W Poznaniu uczczono 27. rocznicę wprowadzenia stanu wojennego. Uroczystości, w których uczestniczył wojewoda wielkopolski Piotr Florek, rozpoczęto mszą świętą w kościele Ojców Dominikanów. Podczas stanu wojennego świątynia ta była dla mieszkańców symbolem wolności, który wspierał opozycjonistów przeciwko próbom zdławienia "Solidarności".

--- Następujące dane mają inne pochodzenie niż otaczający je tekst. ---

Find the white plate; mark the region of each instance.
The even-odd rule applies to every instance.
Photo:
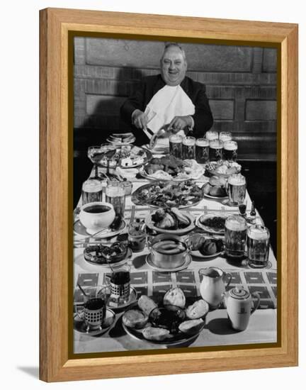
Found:
[[[174,230],[173,229],[162,229],[162,228],[157,228],[152,221],[152,216],[154,213],[152,213],[151,214],[149,214],[145,218],[144,222],[147,226],[148,226],[148,228],[154,230],[156,230],[157,232],[164,233],[172,233],[172,234],[177,234],[178,235],[182,235],[183,234],[186,234],[193,230],[196,228],[196,225],[194,224],[195,218],[192,214],[191,214],[188,211],[181,211],[181,213],[183,216],[186,216],[190,221],[190,224],[186,228],[184,228],[183,229],[176,229],[176,230]]]
[[[149,253],[149,255],[147,255],[146,256],[147,264],[149,265],[151,268],[153,268],[153,269],[155,269],[155,271],[159,271],[159,272],[178,272],[178,271],[181,271],[182,269],[185,269],[186,268],[187,268],[191,261],[192,258],[191,255],[187,255],[185,257],[185,262],[183,264],[183,265],[181,265],[180,267],[177,267],[176,268],[159,268],[159,267],[155,265],[152,261],[150,253]]]
[[[200,218],[203,218],[203,217],[205,218],[205,219],[208,219],[210,218],[213,217],[222,217],[225,219],[226,219],[228,216],[228,214],[225,213],[210,213],[210,214],[201,214],[200,216],[198,216],[196,220],[196,225],[200,229],[203,229],[205,232],[212,233],[212,234],[224,234],[225,229],[213,229],[212,228],[210,228],[209,226],[206,226],[205,225],[203,225],[200,222]]]
[[[111,230],[110,229],[108,229],[100,234],[95,235],[94,238],[108,238],[110,237],[115,237],[115,235],[118,235],[125,228],[125,226],[126,223],[124,219],[123,219],[119,229],[117,230]],[[81,223],[79,219],[76,220],[74,223],[74,232],[75,234],[81,235],[82,237],[90,238],[92,235],[87,233],[85,226]]]
[[[227,199],[228,196],[213,196],[212,195],[210,195],[209,194],[204,194],[204,196],[205,198],[210,198],[210,199]]]
[[[129,260],[132,257],[132,250],[130,247],[128,247],[128,251],[127,251],[125,257],[122,260],[120,260],[120,262],[113,262],[109,264],[108,263],[99,264],[98,262],[91,262],[91,260],[88,260],[85,259],[84,255],[83,255],[83,259],[85,262],[88,262],[91,265],[96,265],[98,267],[102,267],[108,268],[110,269],[110,267],[113,268],[116,268],[117,267],[120,267],[125,264],[128,262],[128,260]]]
[[[78,321],[78,316],[76,313],[74,315],[74,329],[79,333],[82,335],[88,335],[89,336],[97,336],[98,335],[103,335],[110,329],[113,323],[115,323],[115,313],[110,308],[106,308],[106,318],[102,324],[101,327],[98,329],[91,329],[82,320]]]

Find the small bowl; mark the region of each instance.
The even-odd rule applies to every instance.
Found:
[[[173,250],[167,249],[168,243],[177,243]],[[170,247],[174,245],[169,244]],[[181,237],[174,234],[159,234],[152,241],[150,252],[152,262],[159,268],[177,268],[186,262],[189,249],[186,243]]]
[[[168,329],[172,334],[178,332],[178,325],[185,318],[185,311],[174,305],[157,307],[149,315],[149,321],[154,326]]]
[[[89,234],[108,228],[115,219],[113,206],[106,202],[91,202],[81,207],[79,219]]]

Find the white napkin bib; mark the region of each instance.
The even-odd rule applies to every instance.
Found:
[[[193,115],[195,106],[180,85],[165,85],[153,96],[144,113],[148,117],[148,128],[155,133],[165,125],[169,125],[174,116]],[[144,131],[151,138],[152,135]],[[178,134],[185,136],[183,130]],[[159,138],[157,145],[169,146],[169,138]]]

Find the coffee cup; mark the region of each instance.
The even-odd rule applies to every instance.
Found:
[[[81,207],[79,219],[87,233],[94,234],[112,223],[115,219],[115,210],[109,203],[88,203]]]

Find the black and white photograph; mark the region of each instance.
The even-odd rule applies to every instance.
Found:
[[[277,48],[79,35],[72,66],[72,353],[276,343]]]

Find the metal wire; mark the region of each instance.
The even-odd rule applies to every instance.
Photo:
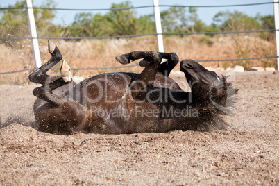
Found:
[[[196,62],[214,62],[214,61],[233,61],[233,60],[259,60],[259,59],[265,59],[265,58],[279,58],[279,56],[266,56],[266,57],[258,57],[258,58],[238,58],[238,59],[224,59],[224,60],[196,60]],[[102,68],[71,68],[72,70],[98,70],[98,69],[120,69],[120,68],[128,68],[128,67],[138,67],[139,65],[125,65],[125,66],[119,66],[119,67],[102,67]],[[53,68],[55,69],[60,69],[60,68]],[[22,72],[25,71],[31,71],[35,70],[36,68],[33,69],[27,69],[17,71],[12,71],[7,72],[0,72],[0,75],[7,74],[13,74]]]
[[[212,5],[212,6],[182,6],[182,5],[159,5],[160,7],[194,7],[194,8],[217,8],[217,7],[232,7],[232,6],[258,6],[264,4],[274,4],[277,2],[264,2],[257,3],[249,3],[249,4],[235,4],[235,5]],[[92,8],[44,8],[44,7],[33,7],[33,9],[42,9],[42,10],[72,10],[72,11],[98,11],[98,10],[130,10],[137,8],[152,8],[154,6],[132,6],[127,8],[100,8],[100,9],[92,9]],[[26,7],[14,7],[14,8],[0,8],[0,10],[15,10],[15,9],[26,9],[31,8]]]
[[[160,7],[184,7],[184,8],[217,8],[217,7],[232,7],[232,6],[258,6],[264,4],[274,4],[278,3],[277,2],[264,2],[257,3],[249,3],[249,4],[235,4],[235,5],[219,5],[219,6],[172,6],[172,5],[159,5]],[[43,8],[43,7],[33,7],[33,8],[26,8],[26,7],[17,7],[17,8],[0,8],[1,10],[15,10],[15,9],[42,9],[42,10],[74,10],[74,11],[97,11],[97,10],[130,10],[136,8],[151,8],[154,6],[144,6],[137,7],[130,7],[130,8],[101,8],[101,9],[78,9],[78,8]],[[270,32],[276,31],[278,30],[270,29],[270,30],[259,30],[259,31],[228,31],[228,32],[203,32],[203,33],[164,33],[162,35],[213,35],[213,34],[231,34],[231,33],[258,33],[258,32]],[[140,35],[119,35],[119,36],[108,36],[108,37],[39,37],[37,39],[55,39],[55,40],[83,40],[83,39],[112,39],[112,38],[124,38],[124,37],[141,37],[147,35],[157,35],[157,33],[149,33],[149,34],[140,34]],[[34,37],[13,37],[13,38],[0,38],[0,40],[31,40]],[[266,56],[266,57],[258,57],[258,58],[238,58],[238,59],[223,59],[223,60],[196,60],[197,62],[212,62],[212,61],[233,61],[233,60],[257,60],[257,59],[264,59],[264,58],[278,58],[279,56]],[[96,70],[96,69],[118,69],[118,68],[127,68],[137,67],[138,65],[126,65],[126,66],[119,66],[119,67],[102,67],[102,68],[72,68],[73,70]],[[55,68],[59,69],[59,68]],[[22,70],[7,71],[7,72],[0,72],[0,75],[19,73],[26,71],[35,70],[36,68],[26,69]]]
[[[232,33],[261,33],[261,32],[272,32],[279,30],[258,30],[258,31],[228,31],[228,32],[201,32],[201,33],[163,33],[162,35],[214,35],[214,34],[232,34]],[[117,35],[117,36],[103,36],[103,37],[11,37],[11,38],[0,38],[0,40],[93,40],[93,39],[115,39],[115,38],[126,38],[135,37],[148,35],[157,35],[158,33],[146,33],[130,35]]]

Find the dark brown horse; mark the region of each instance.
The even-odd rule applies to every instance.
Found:
[[[123,54],[116,58],[121,64],[143,59],[140,74],[107,73],[76,85],[65,60],[61,77],[46,74],[62,58],[50,41],[49,51],[51,58],[29,76],[31,81],[43,85],[33,90],[38,98],[34,113],[40,130],[117,134],[225,128],[219,115],[229,111],[235,90],[226,78],[194,60],[180,62],[192,90],[185,92],[169,78],[178,62],[174,53]],[[162,58],[167,61],[161,63]]]

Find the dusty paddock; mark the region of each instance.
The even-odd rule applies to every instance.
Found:
[[[278,80],[277,71],[236,74],[229,131],[114,135],[38,132],[35,85],[1,85],[0,185],[278,185]],[[3,126],[9,117],[22,124]]]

Po uroczystej mszy delegacje złożyły kwiaty pod tablicą upamiętniającą ofiary stanu wojennego znajdującą się w krużgankach kościoła. Mosiężna tablica upamiętnia pięć osób, które zostały bestialsko zamordowane w stanie wojennym bądź zginęły w tamtym czasie w niewyjaśnionych do dziś okolicznościach. Na tablicy opatrzonej inskrypcją: "Oddali życie za wolność i prawdę", widnieją nazwiska: dziennikarza Wojciecha Cieślewicza, ucznia Piotra Majchrzaka, opozycjonistów Jana Ziółkowskiego i Jerzego Karwackiego oraz ojca Honoriusz. Dominikanina, który w niewyjaśnionych okolicznościach zginął w wypadku samochodowym.
Uroczystości zorganizowane przez NSZZ "Solidarność" Regionu Wielkopolska zakończono złożeniem kwiatów i zapaleniem zniczy pod Pomnikiem Poznańskiego Czerwca 1956 roku.